The kid was observant: the mask and flippers were in Glen's scuba diver's backpack, which, constructed of strong mesh so they would drip dry, made them visible but not obvious in the bulgy netting.

"It's a red key chain," the small boy said.

Glen had found the usual junk with his metal detector — buttons, foreign coins, rusty nails — but he hoped for more. He had brought the metal detector from St. Louis. It was new and worked perfectly, emitting a whistle when buried metal was nearby. You could strike gold. Alice, his wife, had taken Brett to a movie — that dinosaur one.

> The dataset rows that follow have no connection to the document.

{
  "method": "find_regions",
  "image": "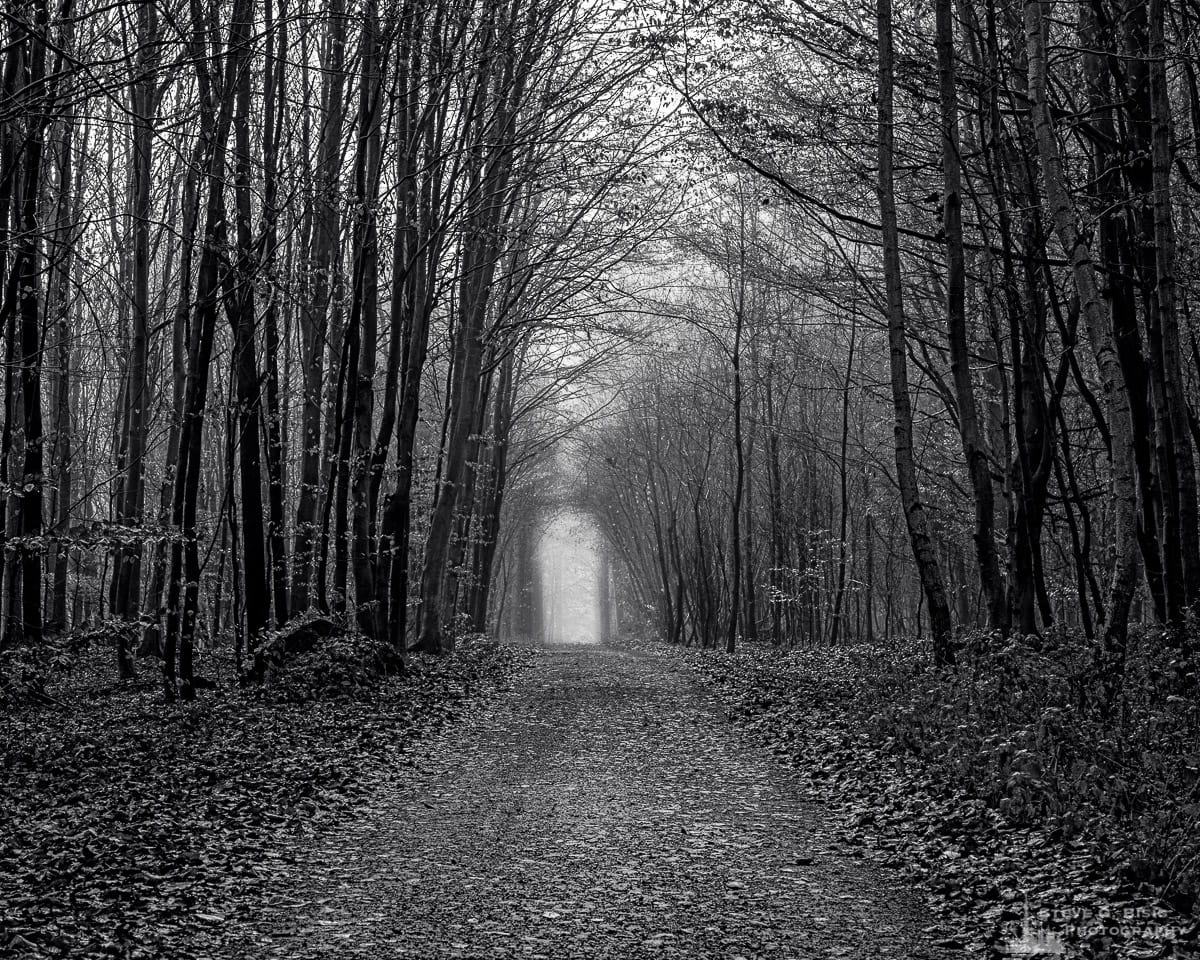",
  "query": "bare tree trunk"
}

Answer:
[875,0,954,665]
[1025,0,1138,691]
[934,0,1008,632]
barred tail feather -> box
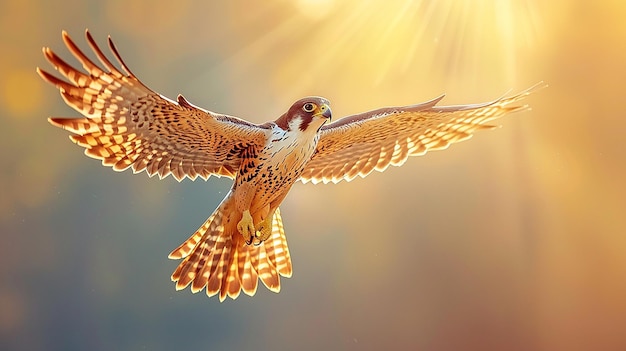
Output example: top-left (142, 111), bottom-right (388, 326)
top-left (168, 201), bottom-right (292, 301)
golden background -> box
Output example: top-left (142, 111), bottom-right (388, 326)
top-left (0, 0), bottom-right (626, 350)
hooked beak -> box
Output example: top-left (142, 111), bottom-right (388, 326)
top-left (314, 104), bottom-right (333, 121)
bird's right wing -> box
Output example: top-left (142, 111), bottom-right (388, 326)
top-left (37, 31), bottom-right (268, 181)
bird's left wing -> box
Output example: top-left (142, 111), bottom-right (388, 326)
top-left (37, 31), bottom-right (268, 180)
top-left (300, 83), bottom-right (543, 183)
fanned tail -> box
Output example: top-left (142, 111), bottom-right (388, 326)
top-left (168, 196), bottom-right (292, 301)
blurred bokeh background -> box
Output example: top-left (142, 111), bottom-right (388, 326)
top-left (0, 0), bottom-right (626, 350)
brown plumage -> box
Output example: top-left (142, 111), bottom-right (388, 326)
top-left (37, 32), bottom-right (538, 300)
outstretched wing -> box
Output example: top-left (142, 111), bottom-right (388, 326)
top-left (300, 83), bottom-right (543, 183)
top-left (37, 31), bottom-right (267, 181)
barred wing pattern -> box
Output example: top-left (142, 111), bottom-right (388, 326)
top-left (300, 83), bottom-right (544, 184)
top-left (37, 31), bottom-right (268, 181)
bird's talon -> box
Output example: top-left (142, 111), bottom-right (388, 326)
top-left (237, 210), bottom-right (256, 245)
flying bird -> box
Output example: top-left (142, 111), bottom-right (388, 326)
top-left (37, 31), bottom-right (538, 301)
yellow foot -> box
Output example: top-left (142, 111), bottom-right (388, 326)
top-left (237, 210), bottom-right (256, 245)
top-left (254, 215), bottom-right (274, 244)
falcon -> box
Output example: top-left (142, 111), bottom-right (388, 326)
top-left (37, 31), bottom-right (537, 301)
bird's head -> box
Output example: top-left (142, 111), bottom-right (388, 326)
top-left (276, 96), bottom-right (332, 132)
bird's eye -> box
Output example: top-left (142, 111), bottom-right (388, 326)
top-left (302, 102), bottom-right (315, 112)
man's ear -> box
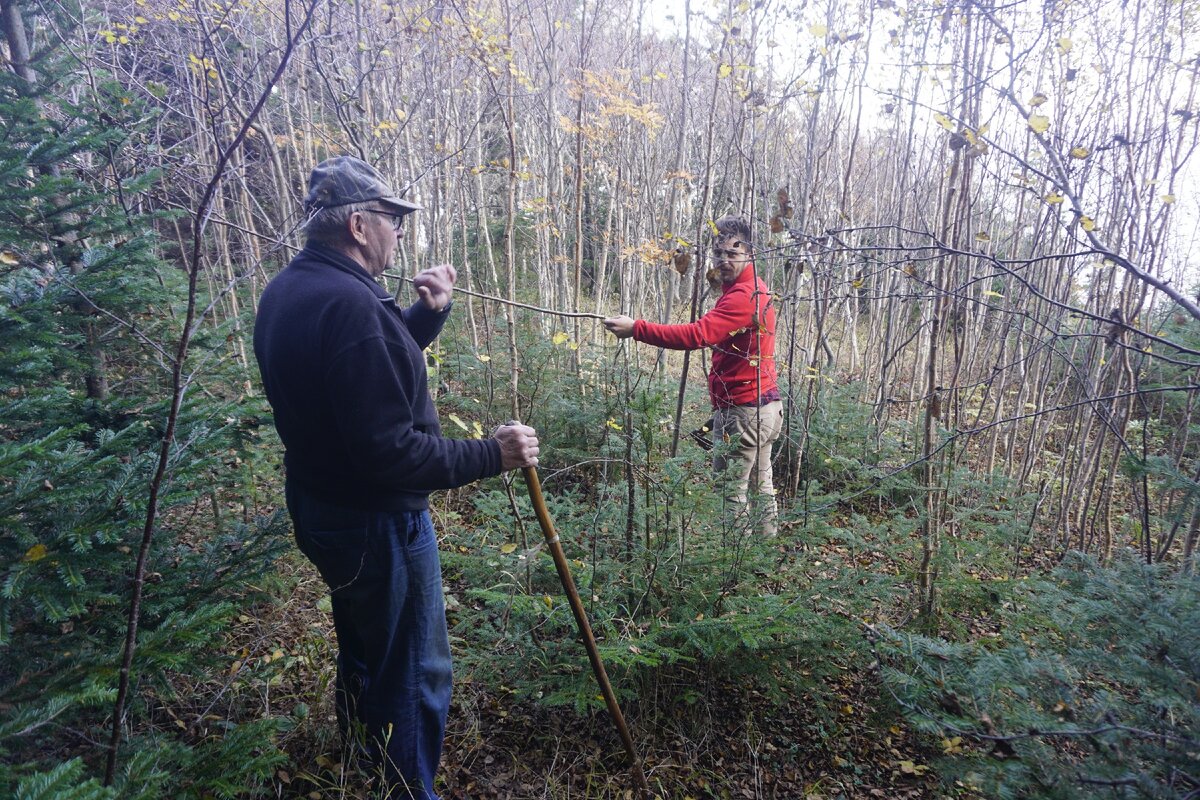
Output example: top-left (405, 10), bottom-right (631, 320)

He had the afternoon free, for treasure hunting and maybe a swim later.

"I was out swimming," the boy said, "and reached into my pocket for my earplugs and pulled out my key chain and dropped it."

Glen wanted to think that if Brett had asked a stranger to help him, the stranger would oblige, especially if it was as serious as a bunch of keys. So he told the boy to mind his metal detector and earphones, and he put on his mask and flippers and swam out to the reef where one hunk jutted like a shark's fin, which the boy had indicated.

The seawater sloshing across the reef was soupy with suspended sand flecks, which blunted and twisted the light. The flattopped reef itself, now skeletal, like dead pitted rock, was coated with the mouse fur of accumulated algae. Glen dived deep three times and saw nothing, not even the bottom. Some yellow antlers of coral drew him onward, for their shape alone, nothing to do with the keys, but when he got close he saw the silly thing under that cluster of antlers. He dived down — the key chain was lodged within the prickly prongs — and after a few tries he plucked them from among the antlers. Short of breath now, he thrashed to get to the surface, pushed his arms, kicked his legs, and with one of the kicks felt a sudden pinch against his shin. Swimming back to the beach, he saw that he had nicked himself, but he was smirking at something else. There were no keys on the key chain.

"I said it was a key chain — I didn't say it had keys." The boy spoke in a pedantic monotone, a bored indignation, as though he had been unfairly contradicted by this simple-minded adult.

"Where's my metal detector?"

"Your brother took it."

"What? I don't have a brother," Glen said, and then howled an obscenity.

He was still furious, muttering swears, when he met Alice later, but she reassured him, telling him he had done the right thing. He had volunteered to help the boy. It was not the boy's fault that some sneak had stolen his metal detector. The police had listened sympathetically but had not held out much hope for the recovery of his stolen goods. They repeated what Alice had said: It could have been worse. And instead of challenging them, Glen saw the logic of this. Yes, it could have been worse.